Now, the story is that the single currency has been scheduled for 2020
. But there is skepticism about the prospects of this coming to pass, especially at a time when economic blocks like the European Union are struggling
The decision to create a single monetary zone
for West Africa was reached by the heads of state of 15 member countries
at a summit of the Economic Community of West African States
(ECOWAS), the region's economic commission, in Lome, Togo in 1999.
At the time, a currency union of francophone West African states
already existed to facilitate economic integration among countries which use the CFA Franc (courtesy of the Communauté Financière Africaine, or the African Financial Community
) as their currency.
To speed up the macroeconomic convergence necessary for a single currency across the entire sub-region, six anglophone heads of state met in Accra, Ghana in 2000 and agreed to create a second monetary zone for the anglophone countries
, with the ultimate aim of merging with the francophone countries. The aim was to create a single and harmonized monetary union
for all of West Africa by 2004.
The implementation of that common currency for West Africa's anglophone countries was postponed four times
before finally being jettisoned, dimming the hopes of a single currency for the sub-region.
The convergence criteria
the ECOWAS set for its member countries seem to be the bane of the single currency project. While the criteria are essential, they are also very high bars to scale for the countries concerned.
The hurdles to overcome
To implement the single currency, the regional economic body set some conditions.
First, it requires all countries to achieve a single digit inflation of 5% or less, which is a difficult task. In Ghana, data shows
that the average yearly inflation between 2000 and 2016 was 16.92%, which is far from a single digit. Nigeria, the largest economy in the region, recorded an average inflation of 11.92%
between 2003 and 2016, a rate which far exceeds 5%.
Moreover, West African countries are net importers, even of food.

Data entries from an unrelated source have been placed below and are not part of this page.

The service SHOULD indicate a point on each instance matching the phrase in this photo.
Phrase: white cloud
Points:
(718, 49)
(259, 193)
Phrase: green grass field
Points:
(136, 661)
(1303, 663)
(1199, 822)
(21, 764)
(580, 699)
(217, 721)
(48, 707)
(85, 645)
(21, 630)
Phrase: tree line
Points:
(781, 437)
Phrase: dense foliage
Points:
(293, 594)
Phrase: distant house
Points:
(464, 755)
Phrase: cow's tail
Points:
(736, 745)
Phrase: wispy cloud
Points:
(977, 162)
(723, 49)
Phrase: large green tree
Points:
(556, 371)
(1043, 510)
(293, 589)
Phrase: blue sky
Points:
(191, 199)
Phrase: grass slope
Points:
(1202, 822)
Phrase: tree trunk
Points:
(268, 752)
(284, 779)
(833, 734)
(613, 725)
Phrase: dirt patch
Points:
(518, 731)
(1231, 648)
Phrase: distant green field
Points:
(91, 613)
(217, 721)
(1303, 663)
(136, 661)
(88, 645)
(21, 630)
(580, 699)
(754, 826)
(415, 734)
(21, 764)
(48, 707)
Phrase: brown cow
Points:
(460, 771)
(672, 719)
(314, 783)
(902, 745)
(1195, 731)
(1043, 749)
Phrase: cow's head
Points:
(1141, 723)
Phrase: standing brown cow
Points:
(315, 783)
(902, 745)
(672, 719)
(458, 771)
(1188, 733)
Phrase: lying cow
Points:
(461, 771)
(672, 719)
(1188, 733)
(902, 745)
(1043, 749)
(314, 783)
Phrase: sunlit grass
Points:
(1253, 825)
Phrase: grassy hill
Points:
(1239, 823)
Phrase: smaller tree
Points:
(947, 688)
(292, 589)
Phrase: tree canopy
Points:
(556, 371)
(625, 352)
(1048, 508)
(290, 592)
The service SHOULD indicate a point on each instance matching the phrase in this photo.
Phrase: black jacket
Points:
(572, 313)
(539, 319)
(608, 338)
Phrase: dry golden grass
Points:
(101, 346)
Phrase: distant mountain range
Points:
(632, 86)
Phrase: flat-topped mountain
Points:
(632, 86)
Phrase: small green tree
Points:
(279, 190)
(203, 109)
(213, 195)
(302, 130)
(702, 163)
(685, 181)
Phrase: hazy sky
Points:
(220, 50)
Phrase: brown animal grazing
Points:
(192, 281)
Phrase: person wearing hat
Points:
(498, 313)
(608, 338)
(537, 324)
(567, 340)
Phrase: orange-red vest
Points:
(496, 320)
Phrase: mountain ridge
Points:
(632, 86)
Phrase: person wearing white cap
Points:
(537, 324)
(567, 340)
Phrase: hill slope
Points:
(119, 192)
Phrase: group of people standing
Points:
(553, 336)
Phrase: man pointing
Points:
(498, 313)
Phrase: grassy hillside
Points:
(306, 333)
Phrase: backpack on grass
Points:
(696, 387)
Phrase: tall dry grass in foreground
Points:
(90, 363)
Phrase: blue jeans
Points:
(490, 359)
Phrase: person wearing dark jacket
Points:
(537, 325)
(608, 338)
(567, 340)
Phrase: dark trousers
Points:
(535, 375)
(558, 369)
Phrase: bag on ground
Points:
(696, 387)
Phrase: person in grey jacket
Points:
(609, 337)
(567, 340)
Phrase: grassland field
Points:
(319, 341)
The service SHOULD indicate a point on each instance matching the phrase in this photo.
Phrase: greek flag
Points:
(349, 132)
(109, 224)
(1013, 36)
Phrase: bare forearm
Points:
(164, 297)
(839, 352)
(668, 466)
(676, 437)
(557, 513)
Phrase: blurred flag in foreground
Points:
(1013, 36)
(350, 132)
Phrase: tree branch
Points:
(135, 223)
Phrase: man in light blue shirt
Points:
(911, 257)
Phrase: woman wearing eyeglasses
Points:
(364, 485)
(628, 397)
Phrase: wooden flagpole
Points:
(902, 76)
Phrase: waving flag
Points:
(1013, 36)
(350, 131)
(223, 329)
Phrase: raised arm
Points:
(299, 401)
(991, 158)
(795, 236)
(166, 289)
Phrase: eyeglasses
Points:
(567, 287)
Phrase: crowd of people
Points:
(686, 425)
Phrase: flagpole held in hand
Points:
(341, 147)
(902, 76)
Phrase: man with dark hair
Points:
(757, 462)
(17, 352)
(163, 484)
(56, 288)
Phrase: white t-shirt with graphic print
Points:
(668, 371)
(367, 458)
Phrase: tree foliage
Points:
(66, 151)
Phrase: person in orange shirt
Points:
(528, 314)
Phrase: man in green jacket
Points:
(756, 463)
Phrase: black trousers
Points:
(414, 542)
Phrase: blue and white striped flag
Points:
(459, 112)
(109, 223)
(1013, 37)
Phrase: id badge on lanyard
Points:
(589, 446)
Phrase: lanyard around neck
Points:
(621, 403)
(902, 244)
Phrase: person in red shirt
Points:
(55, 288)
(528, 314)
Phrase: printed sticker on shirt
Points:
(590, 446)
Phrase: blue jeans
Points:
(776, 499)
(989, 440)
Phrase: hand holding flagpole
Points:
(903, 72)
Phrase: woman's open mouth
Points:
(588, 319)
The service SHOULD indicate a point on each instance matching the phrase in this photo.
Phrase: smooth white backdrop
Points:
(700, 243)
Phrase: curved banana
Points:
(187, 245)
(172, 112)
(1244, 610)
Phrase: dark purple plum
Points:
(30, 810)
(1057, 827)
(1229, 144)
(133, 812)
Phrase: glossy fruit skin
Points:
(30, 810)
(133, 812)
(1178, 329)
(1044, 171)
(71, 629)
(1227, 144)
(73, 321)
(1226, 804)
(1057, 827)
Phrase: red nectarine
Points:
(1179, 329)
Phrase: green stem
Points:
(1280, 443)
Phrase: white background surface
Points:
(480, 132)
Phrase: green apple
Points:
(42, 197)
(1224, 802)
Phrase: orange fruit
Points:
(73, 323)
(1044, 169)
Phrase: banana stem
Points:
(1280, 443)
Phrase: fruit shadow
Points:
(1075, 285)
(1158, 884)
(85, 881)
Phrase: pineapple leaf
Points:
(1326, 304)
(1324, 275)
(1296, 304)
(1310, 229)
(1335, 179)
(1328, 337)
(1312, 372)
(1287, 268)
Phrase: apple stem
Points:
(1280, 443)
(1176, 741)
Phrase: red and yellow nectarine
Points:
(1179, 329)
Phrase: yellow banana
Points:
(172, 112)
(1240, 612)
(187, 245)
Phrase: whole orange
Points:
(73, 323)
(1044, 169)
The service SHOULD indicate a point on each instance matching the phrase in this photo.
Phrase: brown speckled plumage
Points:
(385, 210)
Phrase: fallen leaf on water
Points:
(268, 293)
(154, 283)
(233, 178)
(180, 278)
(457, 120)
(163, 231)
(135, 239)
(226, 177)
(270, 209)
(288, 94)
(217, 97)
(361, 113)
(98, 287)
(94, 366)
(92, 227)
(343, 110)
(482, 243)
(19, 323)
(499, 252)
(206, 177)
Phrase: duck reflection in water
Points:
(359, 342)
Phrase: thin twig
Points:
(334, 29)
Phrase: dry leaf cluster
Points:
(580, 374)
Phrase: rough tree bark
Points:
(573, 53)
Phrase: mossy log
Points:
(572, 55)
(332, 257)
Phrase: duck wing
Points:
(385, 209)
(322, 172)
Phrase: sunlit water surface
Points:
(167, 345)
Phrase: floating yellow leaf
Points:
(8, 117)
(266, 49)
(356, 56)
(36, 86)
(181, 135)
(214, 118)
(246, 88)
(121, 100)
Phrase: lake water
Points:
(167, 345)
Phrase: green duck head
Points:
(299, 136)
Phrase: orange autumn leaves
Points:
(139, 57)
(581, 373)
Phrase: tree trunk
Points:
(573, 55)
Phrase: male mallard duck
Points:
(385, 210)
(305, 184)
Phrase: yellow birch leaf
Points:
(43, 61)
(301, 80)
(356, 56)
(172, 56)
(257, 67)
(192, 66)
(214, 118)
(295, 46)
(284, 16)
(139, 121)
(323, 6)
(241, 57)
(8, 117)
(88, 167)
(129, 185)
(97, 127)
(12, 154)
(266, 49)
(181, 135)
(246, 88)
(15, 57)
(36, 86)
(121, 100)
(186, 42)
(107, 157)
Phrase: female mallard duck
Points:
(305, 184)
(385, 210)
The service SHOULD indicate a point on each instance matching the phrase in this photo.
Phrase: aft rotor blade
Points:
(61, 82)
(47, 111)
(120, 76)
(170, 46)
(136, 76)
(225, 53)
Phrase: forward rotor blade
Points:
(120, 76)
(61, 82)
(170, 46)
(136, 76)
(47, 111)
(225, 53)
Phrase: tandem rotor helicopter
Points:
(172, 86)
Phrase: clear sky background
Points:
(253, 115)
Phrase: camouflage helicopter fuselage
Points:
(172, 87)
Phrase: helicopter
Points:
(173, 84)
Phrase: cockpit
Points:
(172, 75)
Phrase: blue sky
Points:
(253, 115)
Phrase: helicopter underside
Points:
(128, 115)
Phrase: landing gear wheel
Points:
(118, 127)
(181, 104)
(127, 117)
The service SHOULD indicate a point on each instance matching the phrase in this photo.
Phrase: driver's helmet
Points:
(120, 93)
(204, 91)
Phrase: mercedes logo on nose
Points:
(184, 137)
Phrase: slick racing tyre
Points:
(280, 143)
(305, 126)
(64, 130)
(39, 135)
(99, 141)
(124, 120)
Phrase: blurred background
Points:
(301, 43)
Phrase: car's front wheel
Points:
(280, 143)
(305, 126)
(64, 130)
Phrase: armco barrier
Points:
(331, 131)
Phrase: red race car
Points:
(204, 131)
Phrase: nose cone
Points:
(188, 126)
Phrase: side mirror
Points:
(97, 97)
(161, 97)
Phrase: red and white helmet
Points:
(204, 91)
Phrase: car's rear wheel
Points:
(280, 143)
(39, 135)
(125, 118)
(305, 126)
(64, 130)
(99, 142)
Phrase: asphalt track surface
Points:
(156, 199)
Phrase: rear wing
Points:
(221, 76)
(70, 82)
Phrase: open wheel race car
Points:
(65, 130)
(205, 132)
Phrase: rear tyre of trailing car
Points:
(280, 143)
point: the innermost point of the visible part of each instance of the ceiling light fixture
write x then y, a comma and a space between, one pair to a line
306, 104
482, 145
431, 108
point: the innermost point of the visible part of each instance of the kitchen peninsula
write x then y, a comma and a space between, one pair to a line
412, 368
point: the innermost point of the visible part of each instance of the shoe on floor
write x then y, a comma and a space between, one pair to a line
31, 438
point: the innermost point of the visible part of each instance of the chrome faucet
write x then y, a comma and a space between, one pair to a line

Nigeria, for instance, spends
USD$6.5 billion annually on food imports. This sad situation compounds the inflation problem, which is made even worse by the region's unfavorable exchange rates
Second, the regional economic body requires all member countries to achieve budget deficit to GDP ratios of 4% or lower before the single currency is launched. In other words, budget shortfalls should be 4% or less of the total market value of all goods and services produced in the respective member countries. It will take a miracle for this to happen by 2020, three years from now.
How can Ghana, whose total debt to GDP stood at 73.3%
in 2016, be expected to attain this ratio? How about Gambia whose public debt stood at 108%
of GDP in 2015? Even Nigeria, which has one of the lowest debt to GDP ratio in West Africa, is far from the milestone. Essentially, budget deficits have soared and governments will continue to borrow to finance public expenditure.